This is a brilliant blog post.

What happens if you write to the address listed in the GPL?

https://code.mendhak.com/gpl-v2-address-letter/

I wrote to the address in the GPLv2 license notice and received the GPLv3 license

I was curious about the 51 Franklin Street address in the GPLv2 license notice so I wrote to them as they said

@Edent ha! never thought of that :)

@Edent I particularly like the admission of not having used a pen in years

My handwriting was always sub-par, but I've noticed that I'm less alone in that these days! Luckily for me if I'm writing by hand it's usually notes for myself, so I've actually developed a writing system that only I can read. It's called "shit squiggles"
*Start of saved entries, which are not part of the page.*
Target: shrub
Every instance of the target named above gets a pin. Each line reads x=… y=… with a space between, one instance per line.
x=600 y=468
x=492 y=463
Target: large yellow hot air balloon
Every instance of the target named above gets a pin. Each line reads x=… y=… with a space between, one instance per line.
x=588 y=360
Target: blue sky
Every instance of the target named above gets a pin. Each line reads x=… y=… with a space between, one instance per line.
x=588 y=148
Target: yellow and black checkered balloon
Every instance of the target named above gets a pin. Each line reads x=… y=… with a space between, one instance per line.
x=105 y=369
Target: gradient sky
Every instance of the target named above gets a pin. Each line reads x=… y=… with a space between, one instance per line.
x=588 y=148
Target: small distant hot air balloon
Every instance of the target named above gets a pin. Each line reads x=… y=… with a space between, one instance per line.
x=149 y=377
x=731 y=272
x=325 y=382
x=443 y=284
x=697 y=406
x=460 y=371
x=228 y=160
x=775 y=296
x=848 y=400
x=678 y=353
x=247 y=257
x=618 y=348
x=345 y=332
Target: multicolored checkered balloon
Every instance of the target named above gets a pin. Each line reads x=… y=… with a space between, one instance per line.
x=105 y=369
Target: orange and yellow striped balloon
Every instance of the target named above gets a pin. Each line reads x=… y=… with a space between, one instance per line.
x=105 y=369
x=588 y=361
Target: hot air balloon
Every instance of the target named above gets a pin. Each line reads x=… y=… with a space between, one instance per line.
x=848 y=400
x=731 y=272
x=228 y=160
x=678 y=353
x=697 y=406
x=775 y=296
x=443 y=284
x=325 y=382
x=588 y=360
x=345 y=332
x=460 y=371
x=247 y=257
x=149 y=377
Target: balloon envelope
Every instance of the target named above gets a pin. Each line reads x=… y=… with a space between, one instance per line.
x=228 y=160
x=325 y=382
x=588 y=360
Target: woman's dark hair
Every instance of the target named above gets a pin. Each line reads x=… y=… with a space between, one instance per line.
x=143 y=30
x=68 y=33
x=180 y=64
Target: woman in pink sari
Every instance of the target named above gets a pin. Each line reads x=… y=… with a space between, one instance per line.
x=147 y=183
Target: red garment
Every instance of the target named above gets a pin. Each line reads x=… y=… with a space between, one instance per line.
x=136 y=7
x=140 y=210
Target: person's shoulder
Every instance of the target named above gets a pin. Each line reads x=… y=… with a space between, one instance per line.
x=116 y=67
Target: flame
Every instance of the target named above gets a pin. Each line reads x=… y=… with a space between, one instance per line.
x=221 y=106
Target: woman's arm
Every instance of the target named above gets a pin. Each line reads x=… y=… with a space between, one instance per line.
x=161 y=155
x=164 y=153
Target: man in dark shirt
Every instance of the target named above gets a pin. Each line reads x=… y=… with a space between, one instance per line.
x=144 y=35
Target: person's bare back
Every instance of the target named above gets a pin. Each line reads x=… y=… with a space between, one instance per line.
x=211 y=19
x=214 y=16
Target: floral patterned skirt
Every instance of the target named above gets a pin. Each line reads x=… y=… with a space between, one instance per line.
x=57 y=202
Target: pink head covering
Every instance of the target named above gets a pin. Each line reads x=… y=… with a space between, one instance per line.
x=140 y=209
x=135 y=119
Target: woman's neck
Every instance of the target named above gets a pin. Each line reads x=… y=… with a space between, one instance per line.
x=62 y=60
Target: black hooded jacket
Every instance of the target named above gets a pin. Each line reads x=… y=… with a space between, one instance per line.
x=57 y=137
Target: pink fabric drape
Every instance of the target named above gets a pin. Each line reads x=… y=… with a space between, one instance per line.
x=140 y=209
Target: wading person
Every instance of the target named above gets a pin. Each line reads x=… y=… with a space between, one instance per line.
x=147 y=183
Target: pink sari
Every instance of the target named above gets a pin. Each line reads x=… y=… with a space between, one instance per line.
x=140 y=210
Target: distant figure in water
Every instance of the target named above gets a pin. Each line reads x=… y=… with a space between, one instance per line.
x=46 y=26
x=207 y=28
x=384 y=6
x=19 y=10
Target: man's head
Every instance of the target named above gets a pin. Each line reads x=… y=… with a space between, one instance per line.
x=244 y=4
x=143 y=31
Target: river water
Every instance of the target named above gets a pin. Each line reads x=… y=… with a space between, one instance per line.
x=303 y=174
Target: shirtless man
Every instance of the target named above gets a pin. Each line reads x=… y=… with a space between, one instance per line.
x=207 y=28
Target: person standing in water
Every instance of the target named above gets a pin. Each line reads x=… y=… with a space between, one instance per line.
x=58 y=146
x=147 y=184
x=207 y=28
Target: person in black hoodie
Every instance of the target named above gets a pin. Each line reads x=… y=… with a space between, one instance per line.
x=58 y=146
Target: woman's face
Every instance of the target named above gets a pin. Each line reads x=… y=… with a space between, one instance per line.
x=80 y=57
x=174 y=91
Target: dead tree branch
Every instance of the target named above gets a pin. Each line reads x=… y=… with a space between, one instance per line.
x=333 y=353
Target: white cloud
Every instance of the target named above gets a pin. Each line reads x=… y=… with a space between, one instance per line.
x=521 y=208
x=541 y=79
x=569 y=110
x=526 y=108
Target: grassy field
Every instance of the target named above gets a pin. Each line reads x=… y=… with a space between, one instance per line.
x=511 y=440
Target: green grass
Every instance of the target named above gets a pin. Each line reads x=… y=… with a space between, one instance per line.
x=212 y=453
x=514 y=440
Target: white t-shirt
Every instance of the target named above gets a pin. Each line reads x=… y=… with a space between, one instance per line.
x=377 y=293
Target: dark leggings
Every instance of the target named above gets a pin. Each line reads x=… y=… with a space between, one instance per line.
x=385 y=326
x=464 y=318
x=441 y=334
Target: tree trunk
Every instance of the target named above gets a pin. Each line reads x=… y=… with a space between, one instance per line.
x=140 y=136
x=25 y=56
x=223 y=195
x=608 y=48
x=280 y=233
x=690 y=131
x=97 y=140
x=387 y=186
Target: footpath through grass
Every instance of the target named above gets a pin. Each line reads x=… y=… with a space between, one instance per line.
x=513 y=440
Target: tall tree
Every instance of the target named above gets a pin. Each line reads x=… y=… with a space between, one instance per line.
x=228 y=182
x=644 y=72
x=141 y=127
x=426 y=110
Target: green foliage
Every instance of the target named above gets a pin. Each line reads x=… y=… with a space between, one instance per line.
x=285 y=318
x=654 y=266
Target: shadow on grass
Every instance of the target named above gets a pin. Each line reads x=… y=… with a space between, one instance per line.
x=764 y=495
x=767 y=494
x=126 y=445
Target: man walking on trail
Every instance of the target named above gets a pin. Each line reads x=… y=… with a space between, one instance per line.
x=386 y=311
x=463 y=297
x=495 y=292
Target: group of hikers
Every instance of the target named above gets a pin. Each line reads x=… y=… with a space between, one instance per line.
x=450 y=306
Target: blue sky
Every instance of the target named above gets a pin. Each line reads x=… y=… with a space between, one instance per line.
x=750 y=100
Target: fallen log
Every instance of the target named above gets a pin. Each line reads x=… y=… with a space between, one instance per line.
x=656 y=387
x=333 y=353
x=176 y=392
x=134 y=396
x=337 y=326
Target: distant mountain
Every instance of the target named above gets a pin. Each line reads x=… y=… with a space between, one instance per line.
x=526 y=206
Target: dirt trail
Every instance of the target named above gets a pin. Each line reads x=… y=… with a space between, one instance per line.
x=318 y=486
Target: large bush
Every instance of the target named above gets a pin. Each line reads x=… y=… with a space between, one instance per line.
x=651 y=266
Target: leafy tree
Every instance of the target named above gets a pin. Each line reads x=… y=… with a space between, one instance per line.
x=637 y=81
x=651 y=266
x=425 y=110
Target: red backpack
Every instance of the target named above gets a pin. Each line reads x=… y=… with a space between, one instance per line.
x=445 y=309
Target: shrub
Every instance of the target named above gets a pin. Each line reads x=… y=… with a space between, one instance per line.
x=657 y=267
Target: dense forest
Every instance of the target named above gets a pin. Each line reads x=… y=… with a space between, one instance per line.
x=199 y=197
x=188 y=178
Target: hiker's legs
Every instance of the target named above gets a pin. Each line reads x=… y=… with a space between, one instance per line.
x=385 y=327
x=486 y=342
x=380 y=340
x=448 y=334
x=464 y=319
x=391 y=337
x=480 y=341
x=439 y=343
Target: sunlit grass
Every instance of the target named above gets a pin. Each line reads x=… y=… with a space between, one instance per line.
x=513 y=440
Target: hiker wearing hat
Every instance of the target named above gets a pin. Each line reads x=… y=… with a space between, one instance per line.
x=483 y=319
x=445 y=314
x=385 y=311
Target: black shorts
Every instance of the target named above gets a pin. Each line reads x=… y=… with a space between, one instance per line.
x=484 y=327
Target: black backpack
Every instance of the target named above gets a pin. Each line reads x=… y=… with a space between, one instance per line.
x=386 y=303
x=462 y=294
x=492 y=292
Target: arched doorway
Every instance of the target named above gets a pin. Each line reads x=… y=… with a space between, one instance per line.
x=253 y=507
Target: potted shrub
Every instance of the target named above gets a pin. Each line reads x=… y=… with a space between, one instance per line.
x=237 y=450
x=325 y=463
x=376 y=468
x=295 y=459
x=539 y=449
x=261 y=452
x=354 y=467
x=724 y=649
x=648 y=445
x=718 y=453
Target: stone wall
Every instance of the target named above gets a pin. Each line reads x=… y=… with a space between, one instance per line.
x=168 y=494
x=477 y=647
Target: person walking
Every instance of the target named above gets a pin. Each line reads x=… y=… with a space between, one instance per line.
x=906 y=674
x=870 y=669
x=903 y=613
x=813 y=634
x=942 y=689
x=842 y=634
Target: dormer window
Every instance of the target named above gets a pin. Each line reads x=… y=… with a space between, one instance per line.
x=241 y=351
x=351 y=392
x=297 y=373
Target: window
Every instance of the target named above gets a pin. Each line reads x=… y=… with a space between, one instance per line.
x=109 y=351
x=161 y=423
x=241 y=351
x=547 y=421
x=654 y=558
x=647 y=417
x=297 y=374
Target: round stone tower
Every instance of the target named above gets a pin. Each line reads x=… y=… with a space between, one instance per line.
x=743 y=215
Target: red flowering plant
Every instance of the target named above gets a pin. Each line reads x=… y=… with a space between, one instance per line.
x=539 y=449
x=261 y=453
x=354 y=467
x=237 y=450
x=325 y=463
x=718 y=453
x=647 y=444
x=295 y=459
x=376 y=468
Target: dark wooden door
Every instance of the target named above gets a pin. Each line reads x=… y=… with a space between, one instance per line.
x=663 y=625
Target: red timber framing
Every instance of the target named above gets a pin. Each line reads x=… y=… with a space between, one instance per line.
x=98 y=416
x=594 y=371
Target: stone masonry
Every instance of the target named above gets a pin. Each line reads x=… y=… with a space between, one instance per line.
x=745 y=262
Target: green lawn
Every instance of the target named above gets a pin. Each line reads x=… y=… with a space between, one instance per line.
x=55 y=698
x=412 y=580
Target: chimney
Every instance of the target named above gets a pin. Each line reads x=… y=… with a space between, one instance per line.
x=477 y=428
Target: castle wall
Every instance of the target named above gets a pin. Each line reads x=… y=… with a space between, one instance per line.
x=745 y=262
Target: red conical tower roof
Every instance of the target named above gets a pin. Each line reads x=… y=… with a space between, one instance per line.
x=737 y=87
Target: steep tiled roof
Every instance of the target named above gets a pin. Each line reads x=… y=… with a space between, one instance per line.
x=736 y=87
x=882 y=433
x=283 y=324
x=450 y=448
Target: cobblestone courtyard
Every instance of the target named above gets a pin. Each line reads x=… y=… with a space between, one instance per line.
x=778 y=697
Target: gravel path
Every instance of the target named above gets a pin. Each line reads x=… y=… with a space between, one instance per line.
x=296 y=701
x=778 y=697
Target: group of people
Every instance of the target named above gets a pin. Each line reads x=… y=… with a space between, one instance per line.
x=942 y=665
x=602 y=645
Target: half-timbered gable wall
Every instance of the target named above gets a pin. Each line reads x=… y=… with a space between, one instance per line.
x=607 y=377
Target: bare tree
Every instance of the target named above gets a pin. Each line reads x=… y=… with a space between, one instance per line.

@Edent gives me flashbacks to a time I had to (while helping my dad fix a printer issue) dial long distance from Canada to California into some BBS-like system to get updated drivers because the internet basically didn’t exist yet or HP didn’t have drivers up at the time. Luckily it worked and didn’t cost too much. It all seems like a dream now.
@Edent "As a postal introvert, I will now need a long period of rest to recoup." - incredible, i love the candor
@Edent Getting the v3 was a bug. The person requesting would have no way of knowing which version they needed. The software in question was obviously published under the v2 license, which has different clauses. That's the one that should have been received I think.
@Edent How is GPLv3 different?
And why did you get it in the mail?
If I want to get it, do I have to follow the same procedure?
Can't I just copy and paste?
@universish I didn't write the blog post. Please address your queries to the author.
@universish @Edent
GPL v3 is different from v2 several ways. It covers some additional situations that weren't anticipated in the original version, which makes it more technical. It also defines a lot of the terms whose definitions were assumed in v2, which makes it longer and more legalistic. Some developers, Linus Torvalds being the most obvious example, don't like v3 and have stuck with v2.
@Edent I've had multiple opportunities to delve into the worlds of international postage and shipping. And writing by hand with a pen! That was an enjoyable and familiar explanation.

@Edent I strongly suspect that mailing the GPLv3, rather than v2, was deliberate.

Official FSF policy is that the GPLv2 should no longer be used, and since the original code probably has an "or later" clause (although they didn't verify this!) that the GPLv3 was "a license" that applied to the code, even though (a) it wasn't the original license and (b) it was more restrictive than the original license.

Just some ideological purity bullshit to try to coerce the correspondent into using their preferred license.